Propecia Lawsuit Battle Heats UpThe National Law Journal (8/12/14) reports that plaintiffs and defendants are arguing over more than 1,800 documents.
Plaintiffs want to compel Merck to provide those documents, claiming that the company has yet to produce any documents based on a claim misapplied of privilege.
Merck claims its documents are protected under attorney-client or work-product privilege.
“In contravention of Merck’s obligation under Rule 26 to continuously supplement responses for completeness, Merck has not produced any of the over 1800 documents Plaintiffs challenged,” plaintiffs argue in court documents. “It is therefore only reasonable for the Court to assume that Merck has no intention of doing so without intervention from the Court.”
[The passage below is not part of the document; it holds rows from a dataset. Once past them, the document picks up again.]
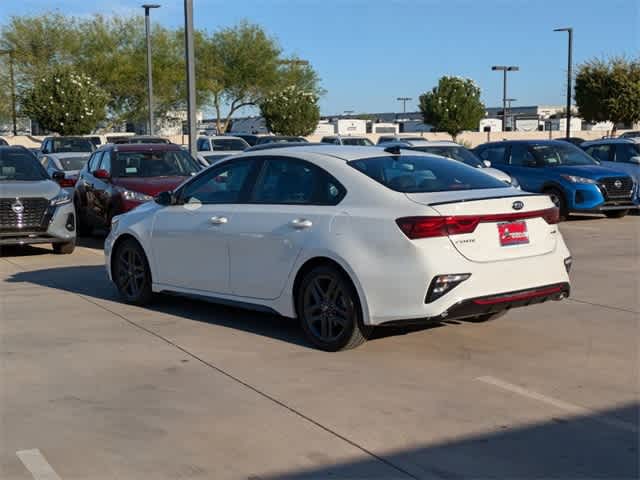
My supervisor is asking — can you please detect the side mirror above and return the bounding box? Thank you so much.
[155,190,175,207]
[93,168,111,180]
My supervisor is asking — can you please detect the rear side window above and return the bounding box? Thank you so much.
[251,158,346,205]
[349,155,505,193]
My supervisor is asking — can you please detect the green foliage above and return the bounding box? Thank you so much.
[420,76,485,139]
[22,66,107,135]
[260,85,320,136]
[575,58,640,125]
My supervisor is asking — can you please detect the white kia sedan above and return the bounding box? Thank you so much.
[105,145,571,351]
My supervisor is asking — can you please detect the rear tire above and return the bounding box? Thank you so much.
[604,210,629,218]
[51,240,76,255]
[544,188,569,222]
[296,265,372,352]
[111,238,153,305]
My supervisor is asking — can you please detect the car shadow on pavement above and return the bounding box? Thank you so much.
[250,403,640,480]
[6,266,442,347]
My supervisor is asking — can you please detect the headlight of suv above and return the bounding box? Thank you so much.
[49,190,71,207]
[120,188,153,202]
[560,175,598,184]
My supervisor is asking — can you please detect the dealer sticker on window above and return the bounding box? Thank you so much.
[498,222,529,247]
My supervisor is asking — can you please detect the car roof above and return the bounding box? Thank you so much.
[104,143,182,152]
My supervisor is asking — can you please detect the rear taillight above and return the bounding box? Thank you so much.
[396,207,560,240]
[58,178,77,188]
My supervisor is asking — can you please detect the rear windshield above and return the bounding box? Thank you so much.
[51,138,94,153]
[349,155,505,193]
[342,138,373,147]
[59,157,89,171]
[411,146,484,168]
[111,150,200,177]
[0,150,49,181]
[211,138,249,152]
[531,143,598,167]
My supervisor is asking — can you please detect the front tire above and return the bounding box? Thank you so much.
[296,265,371,352]
[51,240,76,255]
[604,210,629,218]
[545,188,569,222]
[112,238,153,305]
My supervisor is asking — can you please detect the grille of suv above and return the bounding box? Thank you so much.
[0,198,49,231]
[599,177,633,199]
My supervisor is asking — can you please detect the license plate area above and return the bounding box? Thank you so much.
[498,221,529,247]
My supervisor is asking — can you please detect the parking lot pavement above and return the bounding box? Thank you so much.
[0,217,640,480]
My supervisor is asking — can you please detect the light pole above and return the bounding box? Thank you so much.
[396,97,413,113]
[554,27,573,138]
[491,65,520,132]
[184,0,198,157]
[0,50,18,137]
[142,3,160,135]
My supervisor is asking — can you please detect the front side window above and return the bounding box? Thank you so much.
[111,150,200,177]
[615,143,640,163]
[251,158,346,205]
[509,143,536,167]
[349,155,505,193]
[181,159,253,204]
[0,149,49,182]
[531,143,598,167]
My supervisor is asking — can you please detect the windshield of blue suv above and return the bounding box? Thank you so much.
[349,155,505,193]
[531,143,599,167]
[0,149,49,182]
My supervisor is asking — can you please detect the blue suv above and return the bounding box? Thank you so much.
[475,140,638,218]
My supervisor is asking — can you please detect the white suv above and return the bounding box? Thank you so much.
[105,145,571,351]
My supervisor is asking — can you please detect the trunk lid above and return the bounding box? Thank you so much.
[407,189,558,262]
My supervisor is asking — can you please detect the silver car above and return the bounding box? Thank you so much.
[0,146,76,253]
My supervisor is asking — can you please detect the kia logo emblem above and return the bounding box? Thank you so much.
[11,200,24,215]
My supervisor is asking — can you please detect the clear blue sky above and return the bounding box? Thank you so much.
[0,0,640,114]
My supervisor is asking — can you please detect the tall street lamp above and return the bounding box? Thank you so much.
[184,0,198,157]
[0,50,18,136]
[491,65,520,132]
[396,97,413,113]
[142,3,160,135]
[554,27,573,138]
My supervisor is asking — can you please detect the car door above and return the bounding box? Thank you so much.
[152,158,259,294]
[228,156,345,299]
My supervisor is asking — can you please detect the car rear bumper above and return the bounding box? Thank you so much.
[380,282,571,326]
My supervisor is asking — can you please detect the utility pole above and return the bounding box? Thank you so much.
[491,65,520,132]
[142,4,160,135]
[0,50,18,137]
[554,27,573,138]
[184,0,198,157]
[396,97,413,113]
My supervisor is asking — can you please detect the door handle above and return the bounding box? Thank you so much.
[289,218,313,230]
[209,217,229,225]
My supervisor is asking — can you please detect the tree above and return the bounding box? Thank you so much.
[196,21,280,133]
[260,85,320,136]
[420,76,485,139]
[575,58,640,130]
[22,66,107,135]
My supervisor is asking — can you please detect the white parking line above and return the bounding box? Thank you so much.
[16,448,60,480]
[476,376,640,433]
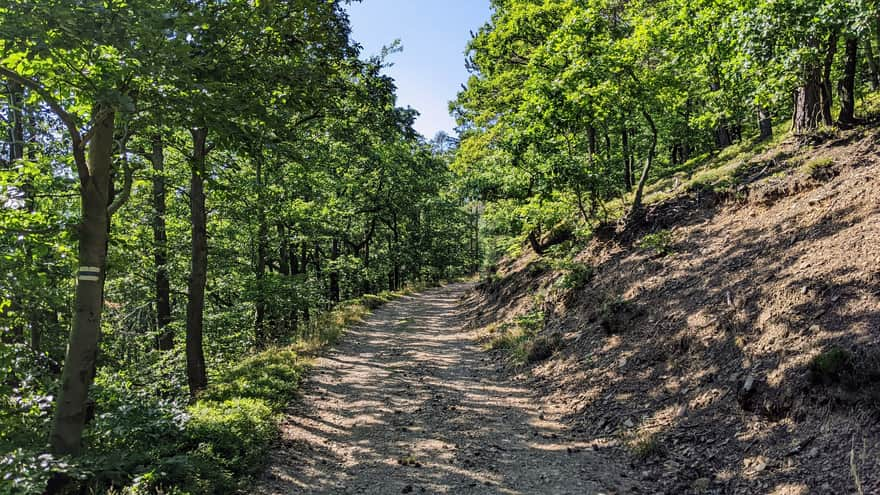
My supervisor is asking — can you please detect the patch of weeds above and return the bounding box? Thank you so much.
[636,230,674,256]
[801,156,834,180]
[486,311,562,364]
[599,296,641,335]
[801,124,840,144]
[627,433,665,461]
[397,455,422,467]
[526,260,551,278]
[810,347,852,385]
[360,294,390,311]
[808,347,880,394]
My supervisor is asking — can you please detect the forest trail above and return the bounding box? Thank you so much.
[259,284,637,495]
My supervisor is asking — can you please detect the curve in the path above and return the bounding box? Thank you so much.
[259,284,638,495]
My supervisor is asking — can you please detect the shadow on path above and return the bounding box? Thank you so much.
[258,284,640,494]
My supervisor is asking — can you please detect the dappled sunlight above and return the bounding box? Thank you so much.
[262,285,633,495]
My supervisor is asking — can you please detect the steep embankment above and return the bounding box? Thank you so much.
[472,131,880,494]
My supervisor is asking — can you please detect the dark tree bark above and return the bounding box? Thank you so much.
[6,81,24,166]
[4,81,26,349]
[758,108,773,141]
[837,37,859,125]
[186,127,208,397]
[254,158,269,347]
[820,31,838,125]
[864,38,880,91]
[715,122,733,149]
[792,67,822,134]
[49,106,115,455]
[630,110,657,222]
[330,237,340,304]
[620,125,633,192]
[150,136,174,351]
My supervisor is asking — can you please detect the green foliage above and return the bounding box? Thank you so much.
[636,230,675,256]
[200,349,306,410]
[360,294,389,310]
[186,397,278,484]
[486,310,561,364]
[810,347,852,383]
[801,157,834,179]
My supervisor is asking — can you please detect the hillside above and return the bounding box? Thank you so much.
[469,129,880,494]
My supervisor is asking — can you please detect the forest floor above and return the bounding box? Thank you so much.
[470,128,880,495]
[257,284,640,495]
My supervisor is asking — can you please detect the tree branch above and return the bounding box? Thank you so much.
[0,67,89,184]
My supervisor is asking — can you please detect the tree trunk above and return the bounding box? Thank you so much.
[150,136,174,351]
[837,37,859,125]
[792,67,822,134]
[821,31,838,125]
[865,39,880,91]
[330,237,340,304]
[7,81,24,167]
[49,106,115,455]
[758,108,773,141]
[630,110,657,222]
[254,158,269,347]
[4,81,26,343]
[186,127,208,397]
[620,125,633,192]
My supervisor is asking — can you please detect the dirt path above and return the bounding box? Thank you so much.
[259,284,638,494]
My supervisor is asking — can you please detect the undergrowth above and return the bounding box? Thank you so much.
[485,310,562,365]
[0,287,422,495]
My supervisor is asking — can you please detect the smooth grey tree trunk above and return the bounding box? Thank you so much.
[186,127,208,397]
[49,108,114,455]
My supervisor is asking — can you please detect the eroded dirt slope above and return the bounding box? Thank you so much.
[471,131,880,495]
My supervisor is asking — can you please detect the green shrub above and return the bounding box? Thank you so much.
[186,398,278,484]
[202,349,306,411]
[636,230,674,256]
[360,294,390,311]
[801,156,834,179]
[810,347,852,383]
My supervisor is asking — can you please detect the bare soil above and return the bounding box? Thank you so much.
[257,284,643,495]
[470,130,880,495]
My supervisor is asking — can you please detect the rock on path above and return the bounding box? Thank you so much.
[257,284,639,495]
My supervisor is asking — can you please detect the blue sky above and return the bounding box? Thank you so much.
[348,0,490,138]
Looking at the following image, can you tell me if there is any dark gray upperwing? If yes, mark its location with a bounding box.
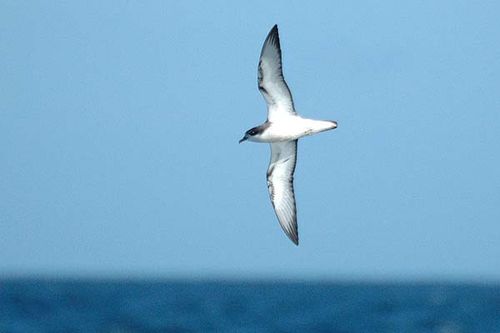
[258,25,296,121]
[267,140,299,245]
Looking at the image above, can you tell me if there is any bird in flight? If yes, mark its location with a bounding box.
[240,25,337,245]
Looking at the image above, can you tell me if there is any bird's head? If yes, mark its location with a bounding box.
[240,122,269,143]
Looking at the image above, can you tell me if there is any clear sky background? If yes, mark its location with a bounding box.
[0,0,500,279]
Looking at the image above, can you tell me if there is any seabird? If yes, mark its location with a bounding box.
[240,25,337,245]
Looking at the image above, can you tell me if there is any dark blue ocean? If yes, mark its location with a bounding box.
[0,279,500,333]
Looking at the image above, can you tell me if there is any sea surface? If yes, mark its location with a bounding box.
[0,279,500,333]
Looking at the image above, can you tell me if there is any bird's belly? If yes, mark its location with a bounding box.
[262,121,310,142]
[258,117,336,142]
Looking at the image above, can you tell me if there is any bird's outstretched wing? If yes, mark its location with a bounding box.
[258,25,295,121]
[267,140,299,245]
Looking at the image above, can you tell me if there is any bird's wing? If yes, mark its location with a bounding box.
[258,25,296,121]
[267,140,299,245]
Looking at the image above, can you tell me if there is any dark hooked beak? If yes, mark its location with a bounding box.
[239,134,248,143]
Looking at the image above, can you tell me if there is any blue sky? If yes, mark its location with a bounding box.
[0,1,500,279]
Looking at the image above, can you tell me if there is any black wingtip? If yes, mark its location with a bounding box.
[286,231,299,246]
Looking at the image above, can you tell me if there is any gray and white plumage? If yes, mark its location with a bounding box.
[240,25,337,245]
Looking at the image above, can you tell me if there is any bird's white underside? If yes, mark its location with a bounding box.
[248,25,337,245]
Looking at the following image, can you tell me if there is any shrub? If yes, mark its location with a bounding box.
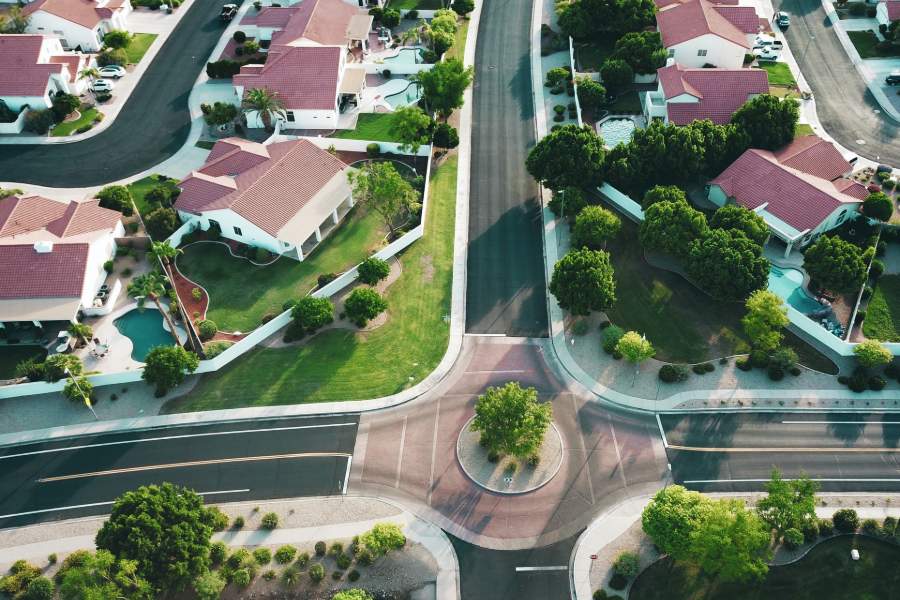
[253,548,272,567]
[613,552,641,579]
[831,508,859,533]
[309,563,325,583]
[659,365,689,383]
[357,256,391,285]
[275,545,297,565]
[260,512,278,529]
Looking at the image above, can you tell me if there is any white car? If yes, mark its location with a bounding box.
[91,79,116,92]
[98,65,127,79]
Plaintiffs allege Merck has mishandled its documents in discovery and argue that Merck’s e-mail system automatically deletes e-mails after 127 days, unless an employee personally prevents that from happening.
The plaintiffs further argue that the party that attempts to withhold documents must prove privilege exists and that Merck has not met that burden.
Part of the issue, according to the plaintiffs, is that documents that were not written by attorneys or sent to attorneys are being withheld as privileged. “The black letter law in New York is clear that these communications are not privileged,” the plaintiffs argue.
The plaintiffs accuse Merck of serious misconduct in its handling of documents in discovery.
“As discovery continues and more depositions are noticed, the urgency on this issue increases for the Plaintiffs,” court documents state. “Documents to which the Plaintiffs are entitled must be produced immediately.”
According to the National Law Journal article, more than 740 cases have been consolidated for multidistrict litigation.
Those lawsuits allege men suffered from long-term side effects of Propecia, including sexual dysfunction and mental and emotional symptoms.
Plaintiffs allege they were not adequately warned about the risks. They further allege that the risk of side effects not going away once medication was stopped was downplayed.
Propecia, known generically as finasteride, is used to treat hair loss. Proscar is a higher dose version of Propecia.
The MDL is In re: Propecia (Finasteride) Products Liability Litigation, MDL 2331, in the US District Court, Eastern District of New York.